The Impact of Cholesterol on Your Heart Health
Many people hear the word “cholesterol” and automatically have a negative reaction. However, cholesterol is not all bad. There are good and bad types, and having too much or not enough of each is what can become dangerous and put your body at risk for coronary heart disease, stroke, or heart attack.
Cholesterol is made in the liver and helps your body build new cells, insulate nerves, and make hormones. We also get cholesterol from foods like milk, meat, and eggs. When your blood has too much cholesterol, it builds up in the walls of your arteries and causes them to narrow, which slows down blood flow to the heart. This is what leads to heart disease, and if the arteries become completely blocked, it can cause a heart attack.
Unfortunately there are no noticeable symptoms of high cholesterol, so many people do not even realize their levels are too high. When you have your annual check-up, it is important to have your doctor evaluate your numbers so you can find out where you stand.

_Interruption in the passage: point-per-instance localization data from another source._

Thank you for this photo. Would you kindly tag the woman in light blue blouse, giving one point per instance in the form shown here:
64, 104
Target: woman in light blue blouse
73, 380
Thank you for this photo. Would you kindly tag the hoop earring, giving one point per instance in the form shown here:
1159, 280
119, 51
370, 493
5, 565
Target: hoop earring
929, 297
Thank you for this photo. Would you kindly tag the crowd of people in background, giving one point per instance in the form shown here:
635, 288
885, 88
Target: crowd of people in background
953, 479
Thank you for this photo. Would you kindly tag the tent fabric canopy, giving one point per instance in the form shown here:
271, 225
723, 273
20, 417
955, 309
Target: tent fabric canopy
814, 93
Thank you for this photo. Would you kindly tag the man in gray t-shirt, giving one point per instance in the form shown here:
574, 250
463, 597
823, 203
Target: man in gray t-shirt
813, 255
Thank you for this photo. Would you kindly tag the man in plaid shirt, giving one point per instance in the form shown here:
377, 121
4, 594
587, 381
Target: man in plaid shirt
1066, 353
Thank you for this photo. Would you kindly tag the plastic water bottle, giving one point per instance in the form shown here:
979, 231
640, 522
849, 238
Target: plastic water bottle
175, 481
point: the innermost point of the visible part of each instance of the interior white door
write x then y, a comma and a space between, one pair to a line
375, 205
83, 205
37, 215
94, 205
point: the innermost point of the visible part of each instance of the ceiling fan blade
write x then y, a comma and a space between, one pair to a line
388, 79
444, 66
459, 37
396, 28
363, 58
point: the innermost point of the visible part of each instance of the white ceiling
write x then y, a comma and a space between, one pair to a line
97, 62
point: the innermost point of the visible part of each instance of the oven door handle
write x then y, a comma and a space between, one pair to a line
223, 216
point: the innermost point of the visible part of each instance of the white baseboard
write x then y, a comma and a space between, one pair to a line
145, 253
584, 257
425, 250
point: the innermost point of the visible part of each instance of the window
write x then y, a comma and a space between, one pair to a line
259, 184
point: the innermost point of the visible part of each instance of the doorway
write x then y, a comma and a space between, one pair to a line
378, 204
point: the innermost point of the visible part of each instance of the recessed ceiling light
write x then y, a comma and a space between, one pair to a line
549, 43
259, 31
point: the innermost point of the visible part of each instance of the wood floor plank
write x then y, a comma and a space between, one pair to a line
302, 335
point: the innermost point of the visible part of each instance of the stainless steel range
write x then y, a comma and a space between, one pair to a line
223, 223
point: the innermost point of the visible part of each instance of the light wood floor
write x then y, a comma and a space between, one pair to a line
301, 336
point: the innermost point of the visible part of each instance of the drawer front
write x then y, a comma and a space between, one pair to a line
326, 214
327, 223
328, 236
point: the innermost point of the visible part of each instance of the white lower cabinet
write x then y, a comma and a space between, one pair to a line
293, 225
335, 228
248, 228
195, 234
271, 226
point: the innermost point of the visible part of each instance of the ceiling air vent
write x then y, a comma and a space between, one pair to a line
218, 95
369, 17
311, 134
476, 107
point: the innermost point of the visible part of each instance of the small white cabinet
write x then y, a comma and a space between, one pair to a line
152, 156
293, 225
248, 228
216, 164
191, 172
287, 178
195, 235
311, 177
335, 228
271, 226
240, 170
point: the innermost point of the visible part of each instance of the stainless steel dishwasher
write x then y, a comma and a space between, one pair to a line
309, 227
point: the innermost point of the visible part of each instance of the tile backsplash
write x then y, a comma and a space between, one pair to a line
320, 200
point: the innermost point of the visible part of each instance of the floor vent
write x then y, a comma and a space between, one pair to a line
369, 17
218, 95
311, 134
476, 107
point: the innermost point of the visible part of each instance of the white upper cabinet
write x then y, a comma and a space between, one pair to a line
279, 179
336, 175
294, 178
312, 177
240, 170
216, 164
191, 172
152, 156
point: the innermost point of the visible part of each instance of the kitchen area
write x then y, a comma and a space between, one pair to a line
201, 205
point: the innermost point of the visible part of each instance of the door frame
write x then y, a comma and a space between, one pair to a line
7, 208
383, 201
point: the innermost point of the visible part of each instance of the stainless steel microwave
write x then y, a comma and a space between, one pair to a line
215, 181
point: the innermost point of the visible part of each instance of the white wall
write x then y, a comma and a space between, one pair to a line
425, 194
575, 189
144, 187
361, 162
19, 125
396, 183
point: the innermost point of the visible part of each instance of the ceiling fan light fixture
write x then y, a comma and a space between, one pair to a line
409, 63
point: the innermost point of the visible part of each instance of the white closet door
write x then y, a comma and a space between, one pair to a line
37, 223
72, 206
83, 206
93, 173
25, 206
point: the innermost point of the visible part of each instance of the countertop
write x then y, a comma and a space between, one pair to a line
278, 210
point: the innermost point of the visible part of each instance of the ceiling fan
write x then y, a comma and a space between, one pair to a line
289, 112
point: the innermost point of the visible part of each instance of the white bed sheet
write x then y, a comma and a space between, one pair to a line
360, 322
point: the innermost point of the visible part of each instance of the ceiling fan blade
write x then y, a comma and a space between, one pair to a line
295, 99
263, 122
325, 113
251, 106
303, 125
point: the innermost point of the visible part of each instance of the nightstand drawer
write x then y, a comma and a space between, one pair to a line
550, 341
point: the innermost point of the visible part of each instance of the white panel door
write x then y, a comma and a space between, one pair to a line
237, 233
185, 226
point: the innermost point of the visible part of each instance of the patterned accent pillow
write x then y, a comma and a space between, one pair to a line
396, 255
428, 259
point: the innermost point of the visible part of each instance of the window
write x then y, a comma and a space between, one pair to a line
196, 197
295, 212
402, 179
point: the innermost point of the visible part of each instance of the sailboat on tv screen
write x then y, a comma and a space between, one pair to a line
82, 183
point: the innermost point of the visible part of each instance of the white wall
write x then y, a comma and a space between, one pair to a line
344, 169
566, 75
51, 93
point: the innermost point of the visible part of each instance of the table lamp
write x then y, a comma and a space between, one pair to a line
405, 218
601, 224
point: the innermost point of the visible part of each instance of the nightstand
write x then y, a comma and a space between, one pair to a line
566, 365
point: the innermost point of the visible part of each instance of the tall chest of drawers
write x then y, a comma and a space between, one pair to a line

Even if you already have heart disease, you can lower your cholesterol levels to reduce the chance of heart attack.
Your cholesterol levels are impacted by a variety of factors, including:
- Diet: saturated fat and trans fat increase your cholesterol levels
- Weight: being overweight can increase your cholesterol
- Exercise: regular physical activity can lower the level of bad cholesterol and increase the level of good cholesterol in your body
- Age and gender: cholesterol rises as we get older, especially for women
- Heredity: high blood cholesterol can run in the family
- Medical conditions: issues like hypothyroidism, liver disease, and kidney disease can elevate your cholesterol
- Medications: steroids and progestins can increase the bad cholesterol in your body
If you are looking to reduce your risk for heart disease:
- Control other risk factors like smoking and high blood pressure
- Follow a diet that is low in saturated fat and cholesterol
- Keep a stable, desirable weight
- Exercise regularly
- Begin medication if advised by your doctor
Remember that while not all cholesterol is bad, it can have a negative impact on your heart health if you are not aware of your numbers. Speak with your doctor today to find out more about the risks and to determine your cholesterol levels.